While making such marks children are learning from the physical pleasure of touching the paints and making 'changes' to their environment. What may seem like a chaotic mess to us actuallly reflects children gaining experience, developing skills, expressing emotions and eventually controlling movements to be able to make more particular marks.
As young children become more familiar with paint and practises using it in a variety of ways, improving their concentration and developing their interest, they will begin to use the paint not just for its own sake but consciously to create ideas to reflect their experience and imitate their environment.
It is very important that adults do not interfere in this natural development by trying to make children produce recognisable 'painting' before they are able. The adult should simply offer support by providing them with materials, space and opportunities, and by giving plenty of encouragement and praise.
Young children should not be constrained by adults restricting the materials and expectations - for example, they should not be made to use brushes on paper. Even though young children may be capable of using them, these tools might inhibit their spontaneity and self-expression and lead to frustration.

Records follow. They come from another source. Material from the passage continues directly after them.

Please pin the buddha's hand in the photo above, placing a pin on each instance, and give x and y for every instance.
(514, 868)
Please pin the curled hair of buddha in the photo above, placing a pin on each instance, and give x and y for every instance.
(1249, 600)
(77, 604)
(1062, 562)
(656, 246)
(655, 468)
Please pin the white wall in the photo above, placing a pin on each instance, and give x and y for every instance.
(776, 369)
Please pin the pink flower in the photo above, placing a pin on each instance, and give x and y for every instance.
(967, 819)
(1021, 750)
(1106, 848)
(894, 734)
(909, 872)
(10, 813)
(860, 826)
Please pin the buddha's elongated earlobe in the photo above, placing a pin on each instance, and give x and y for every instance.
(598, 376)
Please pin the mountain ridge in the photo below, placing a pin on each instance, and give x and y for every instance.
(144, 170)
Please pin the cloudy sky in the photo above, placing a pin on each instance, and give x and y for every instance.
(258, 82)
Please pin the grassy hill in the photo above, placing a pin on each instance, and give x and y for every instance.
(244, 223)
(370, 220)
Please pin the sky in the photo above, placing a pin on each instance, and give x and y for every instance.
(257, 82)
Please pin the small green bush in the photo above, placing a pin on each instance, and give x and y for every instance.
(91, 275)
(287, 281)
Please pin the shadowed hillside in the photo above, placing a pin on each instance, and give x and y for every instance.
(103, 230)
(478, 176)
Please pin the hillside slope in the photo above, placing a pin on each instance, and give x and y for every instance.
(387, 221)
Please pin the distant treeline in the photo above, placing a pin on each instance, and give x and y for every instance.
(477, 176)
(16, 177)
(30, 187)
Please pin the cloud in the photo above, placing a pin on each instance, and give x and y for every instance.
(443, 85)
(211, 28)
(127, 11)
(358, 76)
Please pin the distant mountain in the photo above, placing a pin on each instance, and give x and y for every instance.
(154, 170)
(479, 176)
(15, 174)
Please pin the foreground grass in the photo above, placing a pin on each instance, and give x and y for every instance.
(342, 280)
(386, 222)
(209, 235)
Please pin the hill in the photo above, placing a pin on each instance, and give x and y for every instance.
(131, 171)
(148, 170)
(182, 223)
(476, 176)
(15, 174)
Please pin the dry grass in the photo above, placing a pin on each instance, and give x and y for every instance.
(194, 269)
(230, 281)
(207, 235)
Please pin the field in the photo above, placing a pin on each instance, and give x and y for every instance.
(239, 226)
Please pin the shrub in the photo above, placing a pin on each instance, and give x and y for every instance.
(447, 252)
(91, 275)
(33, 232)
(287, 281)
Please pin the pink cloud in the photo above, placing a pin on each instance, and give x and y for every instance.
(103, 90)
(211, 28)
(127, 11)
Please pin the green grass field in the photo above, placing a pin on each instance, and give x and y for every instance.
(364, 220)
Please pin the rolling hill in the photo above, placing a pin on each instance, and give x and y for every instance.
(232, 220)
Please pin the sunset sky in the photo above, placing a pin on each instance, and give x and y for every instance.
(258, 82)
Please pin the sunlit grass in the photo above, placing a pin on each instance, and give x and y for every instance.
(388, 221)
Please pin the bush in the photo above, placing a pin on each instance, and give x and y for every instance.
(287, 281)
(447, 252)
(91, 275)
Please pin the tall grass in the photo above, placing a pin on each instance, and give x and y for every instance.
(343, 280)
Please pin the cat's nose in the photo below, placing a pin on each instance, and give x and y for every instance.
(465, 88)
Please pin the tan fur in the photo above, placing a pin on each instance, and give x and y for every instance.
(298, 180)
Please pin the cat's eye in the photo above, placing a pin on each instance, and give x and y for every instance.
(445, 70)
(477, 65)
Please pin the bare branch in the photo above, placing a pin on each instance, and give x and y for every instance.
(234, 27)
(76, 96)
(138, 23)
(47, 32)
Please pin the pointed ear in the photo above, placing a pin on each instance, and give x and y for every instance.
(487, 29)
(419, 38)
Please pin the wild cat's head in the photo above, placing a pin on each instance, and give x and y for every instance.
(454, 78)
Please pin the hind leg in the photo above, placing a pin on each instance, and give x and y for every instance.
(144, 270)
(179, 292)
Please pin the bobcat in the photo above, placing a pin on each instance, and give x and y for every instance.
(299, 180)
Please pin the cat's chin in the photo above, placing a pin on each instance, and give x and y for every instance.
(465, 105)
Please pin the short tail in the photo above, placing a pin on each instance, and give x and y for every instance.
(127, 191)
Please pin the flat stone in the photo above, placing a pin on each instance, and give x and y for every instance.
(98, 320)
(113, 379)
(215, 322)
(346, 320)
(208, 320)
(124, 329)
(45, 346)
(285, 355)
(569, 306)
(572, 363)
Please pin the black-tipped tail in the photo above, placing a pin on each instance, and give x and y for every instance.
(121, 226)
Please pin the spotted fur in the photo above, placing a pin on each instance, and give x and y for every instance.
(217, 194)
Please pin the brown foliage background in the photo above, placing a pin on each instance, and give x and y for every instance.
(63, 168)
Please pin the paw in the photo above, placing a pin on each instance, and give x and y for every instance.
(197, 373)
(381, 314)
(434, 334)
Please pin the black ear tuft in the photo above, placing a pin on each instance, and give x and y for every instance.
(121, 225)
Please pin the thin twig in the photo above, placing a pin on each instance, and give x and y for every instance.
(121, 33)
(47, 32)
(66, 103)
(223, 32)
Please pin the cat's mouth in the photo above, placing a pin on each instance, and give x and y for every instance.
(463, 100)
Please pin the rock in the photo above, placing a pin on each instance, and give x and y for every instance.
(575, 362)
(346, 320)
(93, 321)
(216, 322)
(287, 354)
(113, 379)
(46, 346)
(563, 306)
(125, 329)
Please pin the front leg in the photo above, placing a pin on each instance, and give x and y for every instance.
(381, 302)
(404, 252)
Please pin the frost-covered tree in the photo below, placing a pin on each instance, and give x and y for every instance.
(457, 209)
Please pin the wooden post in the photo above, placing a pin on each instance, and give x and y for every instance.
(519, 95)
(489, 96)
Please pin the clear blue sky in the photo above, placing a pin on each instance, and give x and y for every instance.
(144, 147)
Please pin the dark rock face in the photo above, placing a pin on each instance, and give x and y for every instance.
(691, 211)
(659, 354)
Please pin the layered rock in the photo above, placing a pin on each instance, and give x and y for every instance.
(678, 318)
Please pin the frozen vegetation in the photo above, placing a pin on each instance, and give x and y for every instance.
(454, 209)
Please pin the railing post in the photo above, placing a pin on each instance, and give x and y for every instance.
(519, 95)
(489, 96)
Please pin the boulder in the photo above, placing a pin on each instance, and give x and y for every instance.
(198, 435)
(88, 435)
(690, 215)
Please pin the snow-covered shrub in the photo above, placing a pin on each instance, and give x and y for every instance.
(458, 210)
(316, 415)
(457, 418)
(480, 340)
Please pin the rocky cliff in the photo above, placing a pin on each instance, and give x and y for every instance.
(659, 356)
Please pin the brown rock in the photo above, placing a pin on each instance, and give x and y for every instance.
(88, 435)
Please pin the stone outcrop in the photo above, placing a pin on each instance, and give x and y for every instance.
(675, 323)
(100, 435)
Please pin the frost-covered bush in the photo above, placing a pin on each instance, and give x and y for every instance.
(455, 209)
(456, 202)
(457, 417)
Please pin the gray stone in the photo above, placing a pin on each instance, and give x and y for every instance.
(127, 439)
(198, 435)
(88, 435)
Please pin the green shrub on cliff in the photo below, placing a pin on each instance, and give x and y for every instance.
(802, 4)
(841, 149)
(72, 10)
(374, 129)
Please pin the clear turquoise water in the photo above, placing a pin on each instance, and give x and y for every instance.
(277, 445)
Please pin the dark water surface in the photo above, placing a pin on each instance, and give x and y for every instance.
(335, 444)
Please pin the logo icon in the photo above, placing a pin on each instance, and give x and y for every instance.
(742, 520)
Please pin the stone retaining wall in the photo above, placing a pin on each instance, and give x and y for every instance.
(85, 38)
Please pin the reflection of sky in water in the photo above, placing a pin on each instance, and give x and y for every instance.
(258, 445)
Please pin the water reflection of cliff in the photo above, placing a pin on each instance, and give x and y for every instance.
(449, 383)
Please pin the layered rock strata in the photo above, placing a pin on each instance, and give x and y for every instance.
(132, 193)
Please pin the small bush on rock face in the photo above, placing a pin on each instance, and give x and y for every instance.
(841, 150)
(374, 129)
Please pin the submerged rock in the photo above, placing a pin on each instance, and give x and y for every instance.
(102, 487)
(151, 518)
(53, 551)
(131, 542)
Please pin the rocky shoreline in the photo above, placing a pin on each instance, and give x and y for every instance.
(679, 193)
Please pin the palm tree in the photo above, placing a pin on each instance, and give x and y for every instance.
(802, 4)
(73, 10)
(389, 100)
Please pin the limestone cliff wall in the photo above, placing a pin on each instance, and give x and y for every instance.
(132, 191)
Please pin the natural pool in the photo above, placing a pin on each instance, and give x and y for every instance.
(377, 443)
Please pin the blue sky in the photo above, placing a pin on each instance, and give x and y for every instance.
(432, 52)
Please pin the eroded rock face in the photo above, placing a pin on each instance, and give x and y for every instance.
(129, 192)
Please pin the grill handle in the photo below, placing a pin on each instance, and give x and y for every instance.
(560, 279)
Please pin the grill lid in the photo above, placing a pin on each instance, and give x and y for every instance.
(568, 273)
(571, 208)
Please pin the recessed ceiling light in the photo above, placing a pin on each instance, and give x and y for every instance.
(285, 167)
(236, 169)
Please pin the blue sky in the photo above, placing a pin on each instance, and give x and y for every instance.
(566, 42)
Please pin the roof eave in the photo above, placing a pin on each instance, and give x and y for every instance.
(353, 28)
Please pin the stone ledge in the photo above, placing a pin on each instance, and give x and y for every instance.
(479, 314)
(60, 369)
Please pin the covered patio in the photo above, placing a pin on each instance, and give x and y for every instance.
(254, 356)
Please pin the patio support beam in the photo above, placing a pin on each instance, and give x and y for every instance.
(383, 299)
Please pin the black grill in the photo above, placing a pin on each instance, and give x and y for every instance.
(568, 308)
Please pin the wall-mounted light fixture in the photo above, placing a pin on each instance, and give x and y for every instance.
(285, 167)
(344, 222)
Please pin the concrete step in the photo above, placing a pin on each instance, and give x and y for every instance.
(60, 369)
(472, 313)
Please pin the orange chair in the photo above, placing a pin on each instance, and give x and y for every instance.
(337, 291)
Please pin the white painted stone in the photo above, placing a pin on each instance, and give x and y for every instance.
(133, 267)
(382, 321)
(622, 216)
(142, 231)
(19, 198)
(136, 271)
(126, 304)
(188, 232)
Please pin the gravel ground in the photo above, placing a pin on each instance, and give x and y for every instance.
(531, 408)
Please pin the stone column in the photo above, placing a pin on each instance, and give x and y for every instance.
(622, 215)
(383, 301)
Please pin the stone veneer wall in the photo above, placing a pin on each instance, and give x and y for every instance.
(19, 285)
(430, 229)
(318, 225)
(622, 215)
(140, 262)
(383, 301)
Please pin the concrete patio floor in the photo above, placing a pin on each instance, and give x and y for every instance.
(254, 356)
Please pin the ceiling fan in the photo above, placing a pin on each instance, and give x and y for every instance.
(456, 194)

Painting is a creative activity that gives children the opportunity to play with colour and to become familiar with texture, while making marks and creating patterns. It gives children experience in touching, feeling and exploring. They learn to flex and stretch their muscles and to develop co-ordination as they manipulate and mould the paint and the textures that paint can be mixed with. After all, the artists of the future will only appear if they are allowed to play freely with materials.